The hour between composing ourselves and eight o’clock is short, and before long, we’re on stage again. This time, there’s an audience cheering through the velvet curtain.
“Here,” Manny says as he hands me a furry gorilla mask. “Pancakes after?”
Once the elastic is wrapped around the back of my head, I nod. “Sure.” My voice is muffled by the mask.
Jamie is already on stage introducing us. I assumed that I was asked to play with Honus because Manny wanted to run around stage rather than be tethered to the piano for one night, but Jamie makes it clear that they wanted everyone to know who was joining them.
“Ladies and Gentlemen,” I hear his disembodied voice say. The microphone coated sound bounces off of the stone walls in between people’s conversations and excited cheers. “Honus, with special guest, Sophie Jean of An Anachronism!”
They cheer at the normal freak out level when they hear the band’s name, but it raises a whole octave when Jamie announces mine. For the first time, I realize the fans are excited that I’m playing tonight too.
Instead of being nervous, this notion makes me incredibly excited, letting me slip out of my problems with Myles as I step out from behind the curtain and follow the rest of Honus. The mask over my newly painted face smells like a combination of rubber and plastic when I sit down at the piano strung with red Christmas lights.
The drums roll on when Skinny takes his seat, egging the crowd into louder applause. It’s already hot on stage, and I can’t wait to get even sweatier when we start. Hopefully by the end I’ll be just a puddle on the bench, nothing more.
I follow the band’s cue, ripping off my mask with the rest of them.
I look around at the audience as I wait for Manny’s signal to begin playing. I see Boo and Trei’s faces peeking out between strangers and I smile at them. Then a few feet to the left, up even closer to the stage, are Stevie, Laura, and my brother. They wav
e when they see me notice them, and I wave back.
What I don’t want to do is pay attention to the tingling in my chest, but it’s pretty hard to ignore. It’s like my lungs and heart are being pulled in a certain direction. I know where my body wants my eyes to look, and before I can stop it, they’re on him.
Myles is standing over the balcony, his white hands gripping onto the shiny, gold railing. His eyes are directly on mine, but his mouth doesn’t move. His expression isn’t happy. I’m glad to see that at least we’re both somewhat miserable.
Then a final rush of screams and applause floods the stone room as the lights go dim again.
We start with the first song as I make it my mission to ignore Myles for the rest of the night. It’s my goal to get through the entire show without acknowledging the ache in my chest or my sadness. I’m going to have fun, or at least look a hell of a lot like it.
We go through the entire set list.
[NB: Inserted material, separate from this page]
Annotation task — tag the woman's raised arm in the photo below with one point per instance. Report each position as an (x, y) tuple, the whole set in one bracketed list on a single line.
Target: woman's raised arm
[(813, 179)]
The alien songs, the werewolf ballad—all of the things we practiced for weeks coupled with cues of when to bust out the kazoos or confetti or back up on vocals. A lot of things are improvised on the spot, but it goes smoothly.
And then we’re done.
It’s only when I’m walking off stage that I see Myles still standing in the same spot, his hands clamped around the railing, his expression tense.
The curtain closes and I follow Honus back to the dressing room successfully without thinking about the emotion I saw there.
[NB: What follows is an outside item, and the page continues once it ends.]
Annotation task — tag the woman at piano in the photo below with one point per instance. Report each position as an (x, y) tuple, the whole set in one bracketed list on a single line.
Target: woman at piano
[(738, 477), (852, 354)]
Peebs throws a white towel at me and I sponge the sweat off of my face and chest. White and black paint is stuck to the fabric when I pull it away.
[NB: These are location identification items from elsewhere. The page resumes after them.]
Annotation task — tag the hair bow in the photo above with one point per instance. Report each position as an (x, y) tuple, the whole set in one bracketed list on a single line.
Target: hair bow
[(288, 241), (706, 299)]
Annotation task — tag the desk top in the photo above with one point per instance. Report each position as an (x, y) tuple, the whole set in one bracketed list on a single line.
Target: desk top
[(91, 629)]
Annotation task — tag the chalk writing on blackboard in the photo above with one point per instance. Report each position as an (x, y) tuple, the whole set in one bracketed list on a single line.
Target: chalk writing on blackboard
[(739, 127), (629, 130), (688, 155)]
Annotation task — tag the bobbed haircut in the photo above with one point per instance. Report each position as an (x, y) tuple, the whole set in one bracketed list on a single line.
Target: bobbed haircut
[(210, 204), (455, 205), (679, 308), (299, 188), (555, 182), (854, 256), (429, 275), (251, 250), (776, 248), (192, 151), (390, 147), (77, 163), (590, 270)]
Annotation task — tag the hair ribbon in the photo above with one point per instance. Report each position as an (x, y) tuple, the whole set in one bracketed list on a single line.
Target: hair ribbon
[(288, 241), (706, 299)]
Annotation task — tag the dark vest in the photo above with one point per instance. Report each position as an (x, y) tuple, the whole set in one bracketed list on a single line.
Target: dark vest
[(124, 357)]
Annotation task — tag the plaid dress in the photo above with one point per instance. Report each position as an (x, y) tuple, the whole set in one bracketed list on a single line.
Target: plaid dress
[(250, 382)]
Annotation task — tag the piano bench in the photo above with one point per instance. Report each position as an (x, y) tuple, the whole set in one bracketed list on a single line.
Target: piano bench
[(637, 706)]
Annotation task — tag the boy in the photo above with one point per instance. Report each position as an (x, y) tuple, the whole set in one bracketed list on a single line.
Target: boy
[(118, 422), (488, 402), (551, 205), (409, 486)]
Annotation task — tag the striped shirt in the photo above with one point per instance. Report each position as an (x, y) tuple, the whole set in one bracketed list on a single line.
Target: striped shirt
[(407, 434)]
I grab a water bottle. A package of them appeared on the counter while we were playing.
Boo and Trei enter next, almost as sweaty as I am in their black Honus T-shirts and shorts.
“You guys were awesome!” Boo says, closing in for a hug.
I don’t want to exchange sweat with him, but I throw an arm over his shoulder anyway.
“Thanks, guys.” My voice is hoarse and my chest aches more than it had before, though I don’t know if it’s because of Myles being so close or singing and screaming during our set.